Background: Invasive pulmonary fungal infections (IPFIs) pose significant diagnostic challenges, particularly in immunocompromised patients. Accurate and timely diagnosis is crucial to improve outcomes. While metagenomic next-generation sequencing (mNGS) is widely utilized, it is expensive and affected by host DNA interference. Targeted next-generation sequencing (tNGS) offers a cost-effective and efficient alternative for fungal pathogen detection.

Methods: We developed the Fi-tNGS assay, a targeted next-generation sequencing method, specifically designed to detect 64 fungal species. Analytical performance was validated by assessing its limit of detection (LoD), reproducibility, and resistance to host DNA interference. Subsequently, a prospective clinical study was conducted, enrolling 104 patients with suspected IPFIs. Clinical diagnostic performance was evaluated by comparing Fi-tNGS, mNGS, and conventional microbial culture against a comprehensive diagnostic standard.

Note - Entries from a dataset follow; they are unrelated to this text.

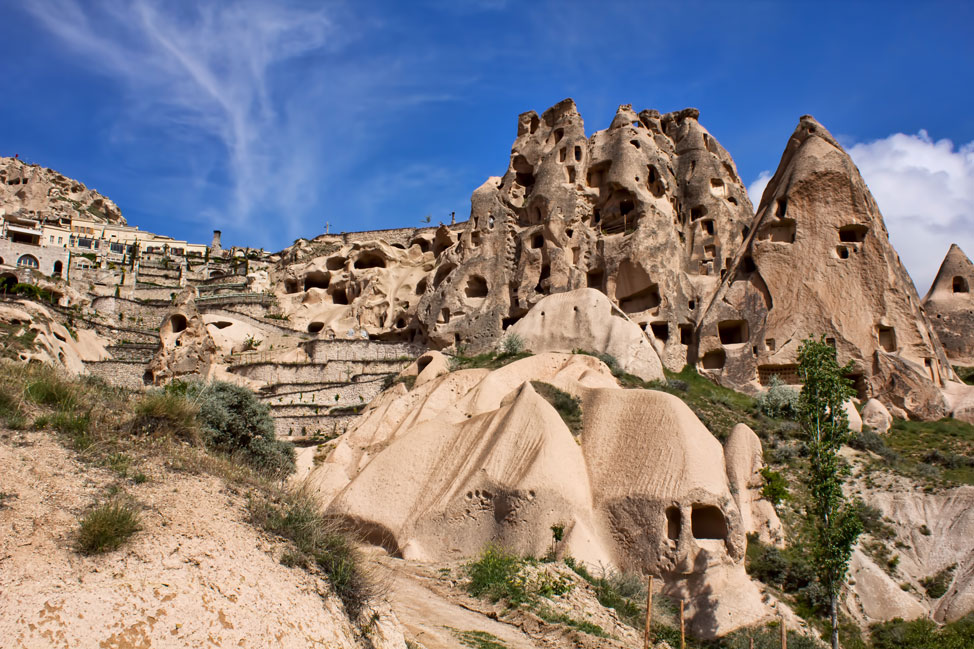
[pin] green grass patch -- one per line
(965, 374)
(319, 542)
(937, 585)
(567, 406)
(478, 639)
(498, 574)
(923, 634)
(487, 360)
(556, 617)
(107, 527)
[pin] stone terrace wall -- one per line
(337, 371)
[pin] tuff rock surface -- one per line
(46, 195)
(950, 306)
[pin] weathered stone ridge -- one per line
(46, 195)
(950, 306)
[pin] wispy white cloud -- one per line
(925, 190)
(756, 189)
(207, 72)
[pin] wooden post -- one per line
(683, 631)
(649, 612)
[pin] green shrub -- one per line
(767, 637)
(775, 487)
(867, 440)
(166, 414)
(512, 345)
(923, 634)
(51, 389)
(235, 422)
(779, 400)
(473, 639)
(107, 527)
(296, 517)
(938, 584)
(498, 574)
(568, 407)
(873, 521)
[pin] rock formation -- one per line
(950, 306)
(650, 212)
(46, 195)
(187, 349)
(817, 261)
(585, 319)
(478, 456)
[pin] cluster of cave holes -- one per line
(178, 323)
(523, 172)
(370, 260)
(476, 287)
(714, 359)
(732, 332)
(887, 337)
(597, 173)
(706, 522)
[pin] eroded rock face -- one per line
(47, 195)
(950, 306)
(188, 349)
(341, 290)
(645, 211)
(817, 261)
(744, 460)
(478, 456)
(585, 319)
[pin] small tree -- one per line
(836, 524)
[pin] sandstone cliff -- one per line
(950, 306)
(46, 195)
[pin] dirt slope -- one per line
(196, 575)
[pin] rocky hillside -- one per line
(44, 194)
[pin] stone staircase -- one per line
(320, 397)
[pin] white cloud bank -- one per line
(925, 190)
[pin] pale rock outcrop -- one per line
(933, 532)
(744, 460)
(873, 596)
(46, 195)
(950, 306)
(341, 290)
(585, 319)
(188, 350)
(960, 400)
(876, 416)
(818, 216)
(855, 420)
(645, 211)
(427, 367)
(478, 456)
(52, 342)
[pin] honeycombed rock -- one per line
(817, 261)
(950, 306)
(46, 195)
(478, 456)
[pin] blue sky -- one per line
(267, 119)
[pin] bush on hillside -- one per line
(778, 401)
(235, 422)
(107, 527)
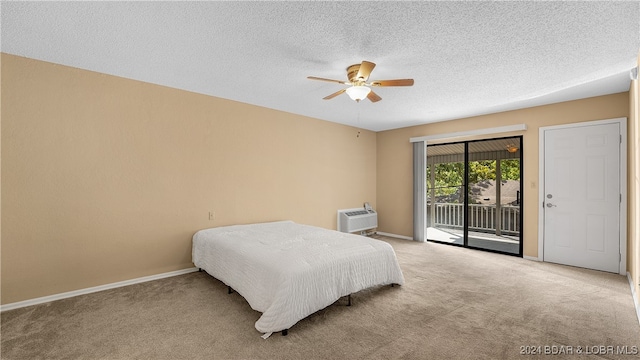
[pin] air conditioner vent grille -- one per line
(359, 219)
(353, 213)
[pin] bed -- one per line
(287, 271)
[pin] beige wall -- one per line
(395, 157)
(106, 179)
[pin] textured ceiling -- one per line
(467, 58)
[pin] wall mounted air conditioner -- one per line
(358, 219)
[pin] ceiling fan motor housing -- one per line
(352, 72)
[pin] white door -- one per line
(582, 196)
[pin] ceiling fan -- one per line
(358, 75)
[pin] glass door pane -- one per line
(445, 193)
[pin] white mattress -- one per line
(288, 271)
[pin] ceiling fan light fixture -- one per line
(358, 93)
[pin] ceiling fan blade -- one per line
(365, 70)
(329, 80)
(373, 97)
(397, 82)
(329, 97)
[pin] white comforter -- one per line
(288, 271)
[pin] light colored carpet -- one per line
(456, 304)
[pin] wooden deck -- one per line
(504, 243)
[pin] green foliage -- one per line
(449, 176)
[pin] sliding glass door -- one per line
(474, 194)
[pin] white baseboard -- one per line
(394, 235)
(45, 299)
(634, 295)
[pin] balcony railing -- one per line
(481, 217)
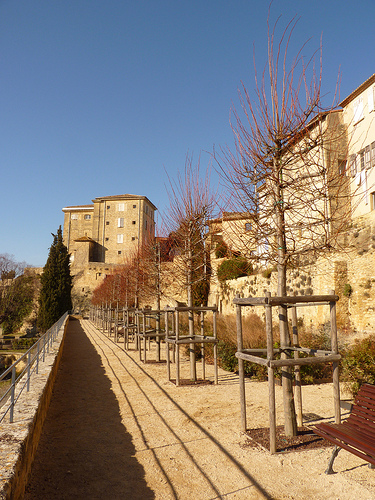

Results: Fi-tNGS detected 109 pathogens, compared to 110 for mNGS and 77 for culture. The sensitivity and specificity of tNGS were 89.7% and 94.2%, respectively, outperforming culture (65.8% sensitivity, 100% specificity). Combining culture with tNGS or mNGS significantly improved sensitivity to 94.8% and 94.0%, respectively. These findings demonstrate the added diagnostic value of NGS methods for IPFIs.

Conclusions: tNGS provides accurate and efficient fungal pathogen detection, with sensitivity comparable to mNGS and superior to culture. Its cost-effectiveness and shorter turnaround time highlight its potential as a practical tool for the rapid and precise diagnosis of IPFIs in clinical settings.

Supplementary Information: The online version contains supplementary material available at 10.1186/s12967-025-06784-w.